Availability: Early Access
Note

Kits are experimental. The kit file format, CLI commands, and experience for creating, loading, and managing kits are subject to change as the feature evolves. Share feedback and bug reports in the docker/sbx-releases repository.

This page documents every field in a kit's spec.yaml. For an overview of what kits are and how to use them, see Kits.

A kit directory has a required spec.yaml and an optional files/ tree:

my-kit/
├── spec.yaml       # required
└── files/          # optional — static files to inject
    ├── home/
    └── workspace/

Changelog

Renamed fields are still accepted for backward compatibility, but sbx kit validate reports a deprecation warning for each, and a future release may stop accepting them. Update kits to the current names.

v0.32.0

The following spec.yaml fields were renamed:

PreviousCurrent
memoryagentContext
kind: agentkind: sandbox
agent: blocksandbox: block

The per-kit directory was also renamed from kits-memory/ to kits-agent-context/. An existing kits-memory/ directory is migrated automatically the next time the sandbox starts.

Top-level fields

schemaVersion: "1"
kind: <mixin | sandbox>
name: <name>
displayName: <name>
description: <text>
FieldRequiredDescription
schemaVersionYesSpec schema version.
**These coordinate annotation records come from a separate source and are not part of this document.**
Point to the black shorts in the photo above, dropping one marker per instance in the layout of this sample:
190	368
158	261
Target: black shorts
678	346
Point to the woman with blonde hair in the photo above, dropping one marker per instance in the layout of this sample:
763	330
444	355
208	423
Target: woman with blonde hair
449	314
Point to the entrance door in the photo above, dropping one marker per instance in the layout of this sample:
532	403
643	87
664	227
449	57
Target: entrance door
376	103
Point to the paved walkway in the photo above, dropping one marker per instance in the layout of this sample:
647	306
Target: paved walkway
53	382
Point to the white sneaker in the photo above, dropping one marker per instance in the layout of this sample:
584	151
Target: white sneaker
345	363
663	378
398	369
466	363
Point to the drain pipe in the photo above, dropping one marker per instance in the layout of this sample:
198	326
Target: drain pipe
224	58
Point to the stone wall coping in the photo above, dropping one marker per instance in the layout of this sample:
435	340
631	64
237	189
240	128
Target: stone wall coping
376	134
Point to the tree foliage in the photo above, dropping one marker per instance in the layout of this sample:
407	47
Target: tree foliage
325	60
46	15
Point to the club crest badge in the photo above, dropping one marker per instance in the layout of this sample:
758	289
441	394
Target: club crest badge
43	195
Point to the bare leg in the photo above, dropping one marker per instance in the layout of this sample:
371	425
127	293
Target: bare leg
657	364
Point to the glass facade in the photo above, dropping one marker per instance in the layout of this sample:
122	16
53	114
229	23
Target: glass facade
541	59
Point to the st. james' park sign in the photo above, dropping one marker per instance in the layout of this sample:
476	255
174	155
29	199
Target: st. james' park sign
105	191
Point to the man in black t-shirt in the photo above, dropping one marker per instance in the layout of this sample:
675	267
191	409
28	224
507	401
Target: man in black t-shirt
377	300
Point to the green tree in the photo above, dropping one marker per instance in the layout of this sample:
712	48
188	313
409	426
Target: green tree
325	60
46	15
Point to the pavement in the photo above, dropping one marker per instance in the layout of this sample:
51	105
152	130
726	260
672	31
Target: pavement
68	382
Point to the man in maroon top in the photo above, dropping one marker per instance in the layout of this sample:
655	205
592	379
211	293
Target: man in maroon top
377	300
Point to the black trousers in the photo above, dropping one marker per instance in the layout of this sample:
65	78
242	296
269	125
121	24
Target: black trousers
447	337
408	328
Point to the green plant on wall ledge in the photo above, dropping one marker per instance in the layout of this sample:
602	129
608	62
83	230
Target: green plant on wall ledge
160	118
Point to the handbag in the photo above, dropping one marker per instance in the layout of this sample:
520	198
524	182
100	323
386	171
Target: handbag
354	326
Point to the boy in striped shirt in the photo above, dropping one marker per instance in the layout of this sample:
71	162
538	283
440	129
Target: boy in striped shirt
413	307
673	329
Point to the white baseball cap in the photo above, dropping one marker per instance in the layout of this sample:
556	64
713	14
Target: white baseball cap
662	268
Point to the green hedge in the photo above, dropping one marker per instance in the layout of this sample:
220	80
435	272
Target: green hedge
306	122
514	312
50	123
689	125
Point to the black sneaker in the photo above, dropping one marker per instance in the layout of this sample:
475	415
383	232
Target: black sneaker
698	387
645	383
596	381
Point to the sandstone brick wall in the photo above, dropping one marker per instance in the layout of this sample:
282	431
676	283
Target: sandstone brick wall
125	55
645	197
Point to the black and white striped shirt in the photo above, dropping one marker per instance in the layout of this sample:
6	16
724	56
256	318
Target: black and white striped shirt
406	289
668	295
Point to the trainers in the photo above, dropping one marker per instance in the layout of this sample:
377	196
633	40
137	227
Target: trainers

Set to "1".
kindYesmixin for kits that extend an agent; sandbox for kits that define one.
nameYesUnique identifier. Lowercase, alphanumeric, hyphens.
displayNameNoHuman-readable name.
descriptionNoShort description.

The sections below apply to both kinds. Sandbox kits also declare a sandbox: block.

Credentials

credentials:
  sources:
    <service-id>:
      env: [<env-var>, ...]
      file:
        path: <path>
        parser: <parser>
      priority: <env-first | file-first>
FieldDescription
sourcesMap of service identifier to credential source.
sources.<id>.envEnvironment variables to read on the host, in priority order.
sources.<id>.file.pathPath on host. ~ expands to home directory.
sources.<id>.file.parserHow to extract the credential value from the file.
sources.<id>.priorityenv-first (default) or file-first.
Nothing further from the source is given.